Ceylan Ozdem Mertens

“I’ve never received a message from other institutions saying ‘welcome, what can we do to help you’,” Ceylan Ozdem Mertens, Postdoc, College of Communication Arts and SciencesCeylan Ozdem Mertens is a Postdoc at Michigan State University, working in the College of Communication Arts and Sciences.  According to the National Science Foundation, a ‘postdoc’ is “a temporary position awarded in academe, industry, a nonprofit organization, or government primarily for gaining additional education and training in research.” Ceylan specifically investigates the parallel processing between drug addiction and social media addiction. While there is no official terminology to characterize excessive social media use in the field of psychology, Ceylan has designed and conducted an experiment to analyze individuals’ decision making patterns which are correlated to their reported social media use and phone-reported screen time. She’s in the process of analyzing the results of her work but is confident that her findings will be a new contribution to existing scholarship.

Ceylan is a world traveler. She completed her Bachelor’s degree in her home country of Turkey before she traveled to Germany for her Master’s and Belgium for her Ph.D. Her doctoral work was at the intersection of social psychology and neuroscience, which eventually lead to her interest in social media, fake news, and online learning. When she saw the postdoc job posting at MSU to do research on the brain and social media, she knew it was for her. Despite all her travel, Ceylan says she doesn’t consider herself very adventurous- except when it comes to changing locations, which she tends to do every couple of years.

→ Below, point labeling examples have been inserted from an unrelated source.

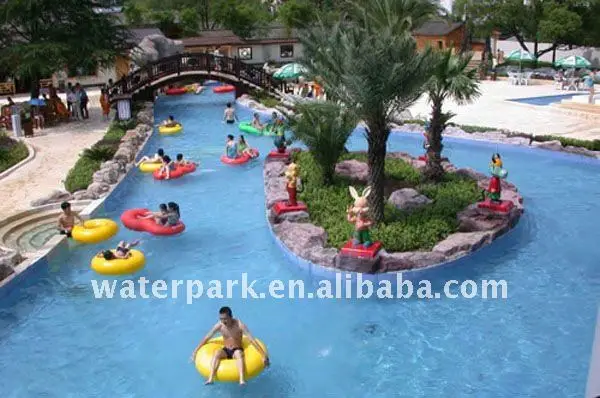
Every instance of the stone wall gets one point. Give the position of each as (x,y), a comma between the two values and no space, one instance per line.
(478,227)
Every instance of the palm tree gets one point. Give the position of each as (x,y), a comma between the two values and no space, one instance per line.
(324,127)
(369,62)
(450,80)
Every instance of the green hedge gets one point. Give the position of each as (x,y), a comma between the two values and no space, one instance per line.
(11,152)
(400,231)
(80,176)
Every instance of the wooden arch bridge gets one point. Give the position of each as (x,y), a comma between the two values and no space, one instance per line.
(203,65)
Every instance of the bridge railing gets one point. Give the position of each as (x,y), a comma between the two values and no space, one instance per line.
(190,62)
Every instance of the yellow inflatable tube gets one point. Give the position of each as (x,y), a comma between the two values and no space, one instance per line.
(119,266)
(94,231)
(227,371)
(149,167)
(170,130)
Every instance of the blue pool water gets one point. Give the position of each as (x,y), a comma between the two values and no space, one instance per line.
(56,340)
(545,100)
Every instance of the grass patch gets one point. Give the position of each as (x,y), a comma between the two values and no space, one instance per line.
(11,152)
(400,231)
(80,176)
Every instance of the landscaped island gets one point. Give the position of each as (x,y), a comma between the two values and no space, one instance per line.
(425,224)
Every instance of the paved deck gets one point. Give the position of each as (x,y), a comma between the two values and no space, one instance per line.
(492,110)
(593,387)
(57,150)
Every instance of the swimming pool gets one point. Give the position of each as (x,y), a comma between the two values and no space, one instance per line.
(545,100)
(56,340)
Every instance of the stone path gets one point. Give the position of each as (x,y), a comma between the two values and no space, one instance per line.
(57,151)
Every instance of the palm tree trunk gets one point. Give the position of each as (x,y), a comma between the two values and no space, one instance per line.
(377,134)
(434,170)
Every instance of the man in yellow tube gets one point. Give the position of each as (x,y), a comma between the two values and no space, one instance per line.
(232,331)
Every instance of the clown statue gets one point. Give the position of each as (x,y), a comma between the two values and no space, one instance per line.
(494,189)
(291,176)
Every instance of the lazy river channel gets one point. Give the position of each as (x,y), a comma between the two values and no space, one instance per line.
(56,340)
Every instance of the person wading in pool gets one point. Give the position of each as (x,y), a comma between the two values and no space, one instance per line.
(67,220)
(229,115)
(232,331)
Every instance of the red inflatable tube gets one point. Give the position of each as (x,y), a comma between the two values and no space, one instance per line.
(223,89)
(178,172)
(176,91)
(245,158)
(132,219)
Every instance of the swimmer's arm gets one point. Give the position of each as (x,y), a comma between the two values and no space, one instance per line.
(209,336)
(253,340)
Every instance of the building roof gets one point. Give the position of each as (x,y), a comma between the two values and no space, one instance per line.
(224,37)
(437,28)
(138,34)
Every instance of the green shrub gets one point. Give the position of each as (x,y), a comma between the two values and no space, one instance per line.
(401,231)
(80,176)
(11,152)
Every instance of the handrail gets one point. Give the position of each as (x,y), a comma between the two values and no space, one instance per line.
(190,62)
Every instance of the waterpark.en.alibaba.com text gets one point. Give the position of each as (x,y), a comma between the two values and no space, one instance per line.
(343,287)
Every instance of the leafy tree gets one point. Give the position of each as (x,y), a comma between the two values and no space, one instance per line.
(373,67)
(40,37)
(324,127)
(451,80)
(134,14)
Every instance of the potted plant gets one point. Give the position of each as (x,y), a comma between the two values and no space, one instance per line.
(27,119)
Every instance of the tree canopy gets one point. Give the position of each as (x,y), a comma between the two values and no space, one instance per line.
(40,37)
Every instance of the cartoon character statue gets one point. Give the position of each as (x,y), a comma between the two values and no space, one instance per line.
(291,176)
(494,189)
(358,215)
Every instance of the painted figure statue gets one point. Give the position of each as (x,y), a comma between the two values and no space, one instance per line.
(494,189)
(358,215)
(291,176)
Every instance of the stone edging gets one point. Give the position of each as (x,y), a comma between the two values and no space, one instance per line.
(29,158)
(54,245)
(479,227)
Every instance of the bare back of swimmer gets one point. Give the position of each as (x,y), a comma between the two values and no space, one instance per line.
(232,331)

When she moves to a new place, Ceylan doesn’t do any research in advance. She noted that many things about new places could cause her to be fearful so instead, she prefers to be surprised. When she got her position at MSU, her move to East Lansing was no exception. She rode the Michigan Flyer into town, noting how rough the roads were and comments fellow passengers made about how cold Michigan winters are, but her Belgian husband (who now works at the University of Michigan) was able to move with her and he enjoys the MI microbrew industry.

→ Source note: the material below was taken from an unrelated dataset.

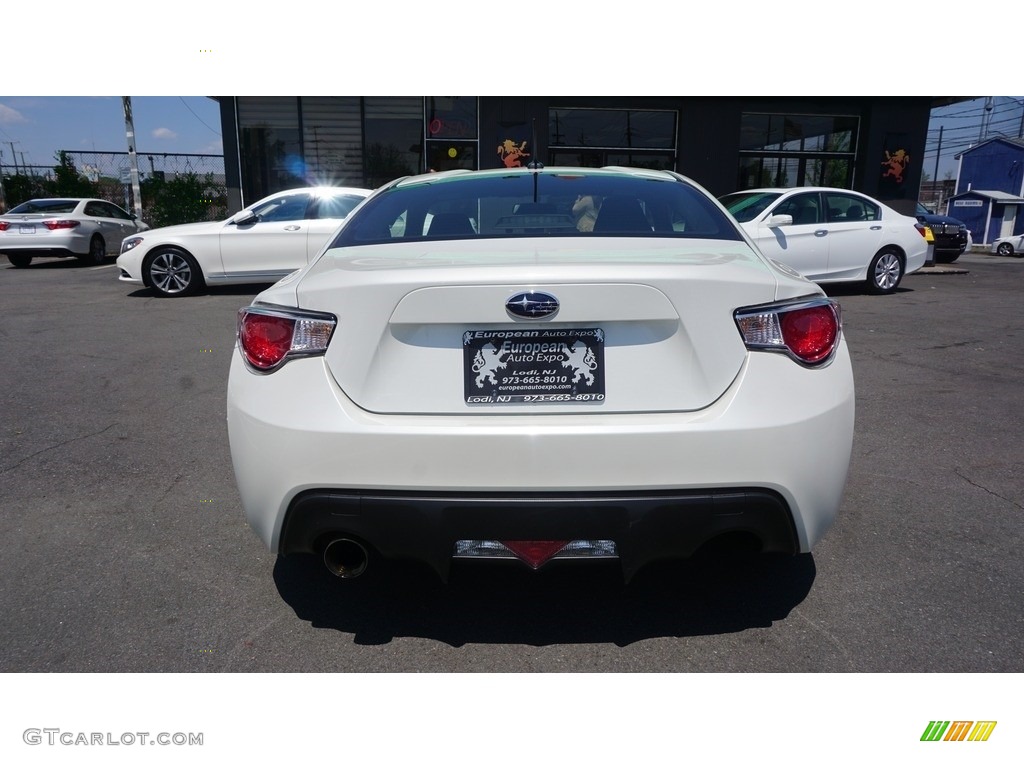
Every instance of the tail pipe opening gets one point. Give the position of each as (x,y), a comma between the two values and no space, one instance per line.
(346,558)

Regardless of a somewhat unexpected start, Ceylan shared that she has found her time at MSU to be very fulfilling. She even went as far as to say she wished she had completed her Ph.D. here because of all the professional development workshops offered by the Graduate School. For Ceylan, this is evidence that MSU cares about its students and want to make sure they have a voice; an aspect of her graduate experience that was missing. As she transitions between a graduate student and a faculty member, she appreciates the social community that exists at MSU and has found the Postdoc Association to be a great place to find caring people and network with other professionals. Before coming to the U.S., Ceylan notes that there were some English words that just didn’t resonate with her, such as “diversity”. After coming to MSU, she has realized the importance of diversity and notes that while many people feel MSU is not diverse enough, “this is the most diverse place I have ever been.” Exposure to various racial/ethnic identities, cultures, ideas, and other international students has been a huge plus of Ceylan. “I’ve never received a message from other institutions saying ‘welcome, what can we do to help you’,” she says.

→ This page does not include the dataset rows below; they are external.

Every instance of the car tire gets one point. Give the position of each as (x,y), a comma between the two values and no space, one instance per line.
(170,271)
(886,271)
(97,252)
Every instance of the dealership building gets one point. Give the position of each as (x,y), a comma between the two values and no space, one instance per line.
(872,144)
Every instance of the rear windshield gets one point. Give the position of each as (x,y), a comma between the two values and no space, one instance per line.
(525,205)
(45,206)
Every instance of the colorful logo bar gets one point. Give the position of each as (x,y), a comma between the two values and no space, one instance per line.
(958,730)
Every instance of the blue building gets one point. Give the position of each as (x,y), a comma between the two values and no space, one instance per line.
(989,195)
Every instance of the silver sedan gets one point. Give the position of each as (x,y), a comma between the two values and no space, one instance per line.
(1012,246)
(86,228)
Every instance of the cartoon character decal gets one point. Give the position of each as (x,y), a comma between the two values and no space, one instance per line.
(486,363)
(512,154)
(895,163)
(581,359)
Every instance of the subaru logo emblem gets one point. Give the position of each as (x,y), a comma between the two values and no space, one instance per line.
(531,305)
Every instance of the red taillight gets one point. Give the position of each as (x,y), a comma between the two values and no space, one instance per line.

When it comes down to it, Ceylan just wants to be respectful of others. She tries to help people feel more confident by stressing their strengths in certain areas, but always feels that if someone asks her for a critique she wants to provide constructive feedback so they can continue to grow. People reach out to Ceylan from her previous homes to ask questions about academics and she always tries to advise them. One platform she uses to do so is a YouTube channel where she discusses articles and debunks myths about the brain. “If I reach one person,” Ceylan says, “then it is a success for me.” In the future, she wants to start a scholarly-practice based “behavior change lab” where research informs the approach “not for science, not for research, but for people” says Ceylan. Using everyday support to help people change their behavior is a new method of psychological consultation that she imagines will be at the core of her lab.